Tristen Naylor, a fellow in international relations at the London School of Economics and deputy director of the G-20 Research Group, said global leaders are missing the chance to use the G-20 as an instrument designed to help deal with global crises.
“There hasn’t been any sort of push for global coordination on this, despite the G-20 having been set up for a decade ostensibly with this very purpose, of being positioned to deal with a global crisis,” he said.
During the global financial crisis “the speed with which they came together is wholeheartedly different from what is happening now, and I think that tells us something about the state of global governance.” It’s not just Trump and his America First approach, he said, but part of a broad trend toward national approaches.
To compare the speed between then and now, the World Health Organization declared a global health emergency on Jan. 30, six weeks ago, and the Dow Jones began its plunge Feb. 24, three weeks ago.
In 2008, Lehman went bankrupt on Sept. 15, deepening a crisis that was already under way. Three weeks later, on Oct. 7, then-President George W. Bush and British Prime Minister Gordon Brown were talking about convening 20 leaders representing most of the global economy. The day after, major central banks cut interest rates.
The heads of state and government of the Group of 20 met Nov. 14-15 and twice after that; a year later they were were confident enough to say that an economic recovery was under way.
Lack of coordination doesn’t mean nothing is being done.
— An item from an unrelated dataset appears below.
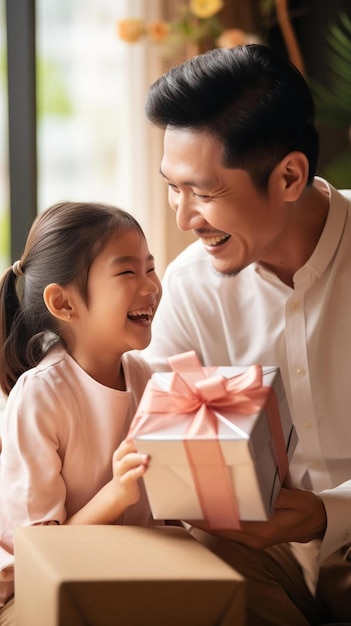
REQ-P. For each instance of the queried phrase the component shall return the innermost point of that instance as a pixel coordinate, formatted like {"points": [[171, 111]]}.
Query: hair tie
{"points": [[17, 268]]}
But it means that the measures may lose some of their impact.
Barry Eichengreen, an economist and historian at the University of California, Berkeley, wrote in Worth magazine “that the Fed’s failure to coordinate its rate cut with other major central banks sent a negative signal about the coherence of the response.”
He described the latest G-7 finance officials statement vowing use of “all appropriate policy tools” as “a nothingburger.”
It remains the case that monetary and fiscal policy may have limited effect against a medical crisis, since they cannot re-open businesses closed to prevent the virus’ spread. But, Eichengreen noted, coordinated government support for the economy has a stronger effect since some spending “leaks” to foreign imports. Doing it together means all sides are boosted together.
“In an ideal world, policy makers would maximise the confidence impact and efficacy of their measures by announcing all of them fast and jointly,” said Holger Schmieding, chief economist at Berenberg private bank. “Alas, we will never live in an ideal world. The responses will continue to come out in a piecemeal fashion.”
“However, that should not obscure the fact that the various initiatives add up to an unprecedented and unusually fast response around major parts of the globe.”
Admittedly, the economic policy response is still taking shape. The G-20 finance ministers and central bankers will have a chance to take up the crisis at three meetings this year ahead of the leaders’ summit in November in Riyadh, Saudi Arabia. So far, however, leaders may be working along the same lines, but not in unison.
Naylor from the London School of Economics said: “We haven’t seen a single sitting head of state or government say: ‘We have an instrument to coordinate this response, let’s use it.’ And that is significant. That is striking.”